Estrogen Wars

By Natalie Shobana Ambrose
theSun, Malaysia (page 19)
March 10th, 2011


There is a special place in hell for women who don’t help other women” says Madeleine Albright, the former U.S. Secretary of State. Ironic isn’t it, for all the progress women have achieved through the years for equality and yet we ourselves have sabotaged our own progress.

We’ve just celebrated International Women’s Day centenary. One hundred recorded years of acknowledging the equality agenda. The right to vote, to work, own property, impartiality in the work place, the right to education, bodily autonomy, fair and equal pay and engaging in constant disgruntle discussion against sexist oppression. The fight is about gender parity for women and against being dominated by the opposite sex, yet something that is seldom addressed in the open is how women mistreat other women.

For all that has been achieved, women are often mean spirited towards other women, damaging the competition in a personal capacity. Though, not all women display this behaviour, there are so many women who end up exchanging notes about how mean other women have been to them in the work place or in social settings. It’s puzzling, yet not uncommon. Let’s just take a look at popular television. People are making money over cat fights especially on reality based TV shows. Just the shorts of these programmes speak volumes of how women sabotage each other and it is deemed ‘entertaining’- but it doesn’t mean it’s just happening on TV.

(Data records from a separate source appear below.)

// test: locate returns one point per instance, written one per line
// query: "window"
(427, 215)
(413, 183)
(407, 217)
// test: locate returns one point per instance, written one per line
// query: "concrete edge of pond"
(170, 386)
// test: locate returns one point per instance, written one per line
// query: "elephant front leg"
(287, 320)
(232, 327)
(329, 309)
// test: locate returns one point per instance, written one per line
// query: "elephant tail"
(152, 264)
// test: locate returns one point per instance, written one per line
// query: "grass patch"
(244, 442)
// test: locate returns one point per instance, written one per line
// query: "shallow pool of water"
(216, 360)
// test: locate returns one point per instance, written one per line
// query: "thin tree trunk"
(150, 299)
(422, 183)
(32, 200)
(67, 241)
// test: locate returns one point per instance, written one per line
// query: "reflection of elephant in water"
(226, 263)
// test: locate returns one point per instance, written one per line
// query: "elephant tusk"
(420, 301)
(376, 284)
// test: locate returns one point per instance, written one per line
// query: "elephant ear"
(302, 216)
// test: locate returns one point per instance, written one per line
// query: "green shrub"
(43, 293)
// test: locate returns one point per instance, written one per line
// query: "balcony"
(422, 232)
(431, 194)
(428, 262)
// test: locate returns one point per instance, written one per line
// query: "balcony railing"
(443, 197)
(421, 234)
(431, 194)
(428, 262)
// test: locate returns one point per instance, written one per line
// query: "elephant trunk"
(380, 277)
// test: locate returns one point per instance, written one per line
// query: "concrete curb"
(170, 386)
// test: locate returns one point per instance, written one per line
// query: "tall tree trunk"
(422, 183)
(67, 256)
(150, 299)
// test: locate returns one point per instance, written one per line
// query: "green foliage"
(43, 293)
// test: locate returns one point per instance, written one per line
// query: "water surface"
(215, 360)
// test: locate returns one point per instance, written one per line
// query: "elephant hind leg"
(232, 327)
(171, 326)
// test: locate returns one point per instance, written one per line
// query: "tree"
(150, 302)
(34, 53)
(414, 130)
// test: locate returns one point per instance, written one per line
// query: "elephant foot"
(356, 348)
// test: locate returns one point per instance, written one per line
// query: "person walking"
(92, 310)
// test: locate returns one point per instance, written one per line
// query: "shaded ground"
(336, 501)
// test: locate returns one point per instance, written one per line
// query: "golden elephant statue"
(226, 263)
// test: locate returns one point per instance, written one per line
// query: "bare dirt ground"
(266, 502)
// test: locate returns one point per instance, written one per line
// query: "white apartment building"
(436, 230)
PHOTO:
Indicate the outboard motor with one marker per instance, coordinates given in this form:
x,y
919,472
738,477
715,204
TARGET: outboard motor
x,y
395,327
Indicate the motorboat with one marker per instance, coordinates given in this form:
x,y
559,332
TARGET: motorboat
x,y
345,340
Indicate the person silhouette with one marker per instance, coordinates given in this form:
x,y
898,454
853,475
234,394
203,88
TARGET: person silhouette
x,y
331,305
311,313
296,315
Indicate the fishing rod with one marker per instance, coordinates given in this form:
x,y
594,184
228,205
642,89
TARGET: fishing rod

Sure, we have our sisterhood of friends discussing personal details of our lives yet our solidarity for other women in general is low. We blame men for the bad state of women’s standing in society, or society for our inferiority complex but in many ways, women are partly responsible. Women bully other women with passive-aggressive behaviour, manipulation, backstabbing, gossip, poor undeserved rating, limiting access to important meetings and information, or blocking access to bosses and mentors, and sabotaging other women’s careers is widespread.

Instead of being supportive, often enough it is women who derail other women’s careers. We seem to have a jealousy gene which we don’t control too well. This unprofessional behaviour seems to be a taboo topic and goes unaddressed. You’ll find courses on improving women’s leadership skills, breaking the glass ceiling and so many other types of women power courses and conferences but hard-pressed to find one encouraging women to go beyond our innate nature, to value and be supportive of each other.

There are many theories of why this is so – scarcity of women in top positions causing more competition, the ‘it’s not intentional’ reason, or the ‘I got here on my own, so why should I help you’ syndrome, the ‘why help someone who could be my replacement?’, or being supportive of another women is showing favouritism. If we want to find an excuse there are plenty but it all boils down to bad destructive behaviour.

It’s seems petty to call one out on such behaviour and the all to common gender stereotype blame on Aunt Flow and how our hormones get the better of us, might deter women from shedding light on the issue. It almost feels like we’re taking giant leaps backwards if we do so, undoing the work of feminine unity of the past. As a result, instead of being accused of being overemotional, best just endure the wrath of false sisterhood solidarity.

Women are in constant contradiction of the feminist movement. On one hand we advocate equality, respect and assume solidarity with one another. Yet at the drop of a hat, there are women who are willing to mistreat another woman to get what they want – be it a career move, popularity or the affections of a desired person. Clearly we have become a barrier in our quest for equality and need to end the estrogen war.

Decoding the reasons why women seem to carry on the mean-girl behaviour from secondary school into adulthood is not important. What’s important is putting a spanner in our misconduct and not letting others get away with it too.



Natalie doesn’t expect special treatment from other women-                                                                         just treat me as well as you do the guys.